«Un spectacle pour moi est improvisé dans le sens micro et macro : on planifie tout comme une intervention militaire, mais on sait que lorsqu’on met les pieds sur scène, il faut déchirer le plan d’attaque.»
Les mots, fort bien choisis, sont de Chilly Gonzales. En fin d’entrevue, il y a quelques jours, le pianiste m’expliquait combien il ne craignait pas de prendre des libertés sur scène. Tellement, que j’ai eu l’impression qu’il arriverait sans programme précis. Après tout, n’était-ce pas un one man show?
Quelle ne fut pas ma surprise, lorsque je me suis pointé au Petit Champlain dimanche, de constater qu’il existait ce qu’on appelle en bon français une setlist -une séquence de pièces- et que Gonzales l’a respectée à quelques nuances près. Des amis qui ont assisté à la deuxième représentation du concert m’ont confié que le programme était hautement similaire au premier, si ce n’est à la toute fin.
N’allez pas croire que je m’insurge contre Gonzales pour ça. Le show était-il bon? C’est à peu près la seule question qui compte.

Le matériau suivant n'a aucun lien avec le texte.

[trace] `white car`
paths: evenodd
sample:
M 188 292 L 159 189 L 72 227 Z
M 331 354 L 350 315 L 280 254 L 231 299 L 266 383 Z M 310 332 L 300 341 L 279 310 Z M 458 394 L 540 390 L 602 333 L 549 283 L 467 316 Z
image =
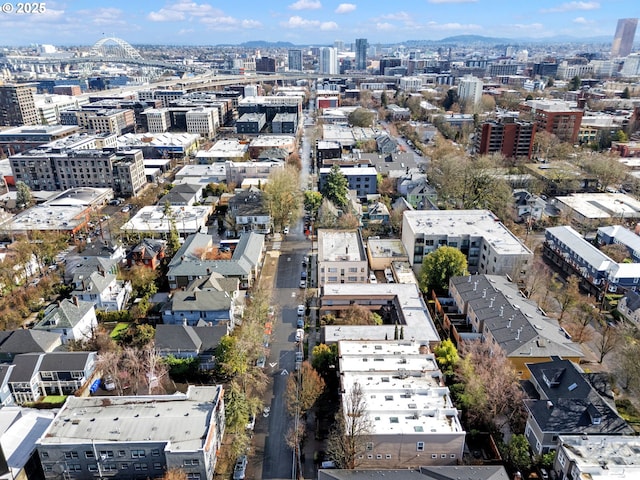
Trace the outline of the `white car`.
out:
M 282 230 L 282 233 L 284 233 L 285 235 L 289 233 L 289 227 L 286 226 L 284 227 L 284 229 Z
M 304 315 L 304 305 L 298 305 L 298 316 Z
M 302 328 L 298 328 L 296 330 L 296 342 L 301 342 L 304 338 L 304 330 Z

Trouver une bonne formule, de la même manière que dénicher la juste séquence de chansons pour un disque, peut prendre un certain temps et il est tout à fait normal d’être tenté de la respecter. Et puis, lors d’une représentation, il y a les techniciens et les éclairagistes avec lesquels l’artiste doit s’arrimer.

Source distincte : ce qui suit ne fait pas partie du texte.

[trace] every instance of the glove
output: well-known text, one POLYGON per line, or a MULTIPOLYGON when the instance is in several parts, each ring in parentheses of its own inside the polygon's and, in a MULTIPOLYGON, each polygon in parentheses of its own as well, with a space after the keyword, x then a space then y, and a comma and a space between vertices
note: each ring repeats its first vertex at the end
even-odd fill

Or voilà, en 15 ans de métier, je ne compte plus les musiciens qui m’ont dit monter sur scène sans setlist ou qui prétendaient changer le menu d’une journée à l’autre, au gré de leurs humeurs. Comme s’ils tenaient à entretenir l’illusion d’une magie qui opérerait dans l’instant, sous les projecteurs. Il y en a assurément une, mais pour qu’elle soit au rendez-vous, ça prend beaucoup de travail en amont de la part de l’artiste ou du groupe, ainsi qu’une ligne directrice minimale. Et puis, si chaque pièce était choisie sur-le-champ, il y aurait passablement de temps morts entre chaque interprétation, non?
Beaucoup de musiciens sont désormais piégés par le Web: les fans compilent les setlists soir après soir. Du coup, on voit ceux qui jonglent véritablement avec ce qu’ils offrent. On peut aussi détecter les patterns qui s’installent: début et fin coulées dans le béton avec portion improvisée au milieu ou encore alternance entre deux types de spectacles…
Parmi ceux que j’ai vu le plus modifier les setlists, sans même que je sois capable d’identifier un pattern: les Decemberists, lors de leur dernière tournée. Je lève mon chapeau à la troupe, ça prend beaucoup de préparation, d’organisation et de flexibilité pour ça. Pour des formations bien établies, Green Day et Metallica n’ont visiblement pas perdu le plaisir d’être sous les feux de la rampe, s’assurant qu’à chaque soir il y ait quelque chose de spécial. Les vieux routiers de Marillion aussi sont comme ça, ce qui relativement étonnant de le milieu du prog, tout comme les gars de Wilco. Bref, on pourrait être tenté de conclure que c’est une dynamique qui est surtout propre aux groupes, aux musiciens qui ont l’habitude jouer ensemble, plutôt qu’aux artistes accompagnés de musiciens engagés – quoique certains s’offrent des segments solo pour se permettre cette liberté.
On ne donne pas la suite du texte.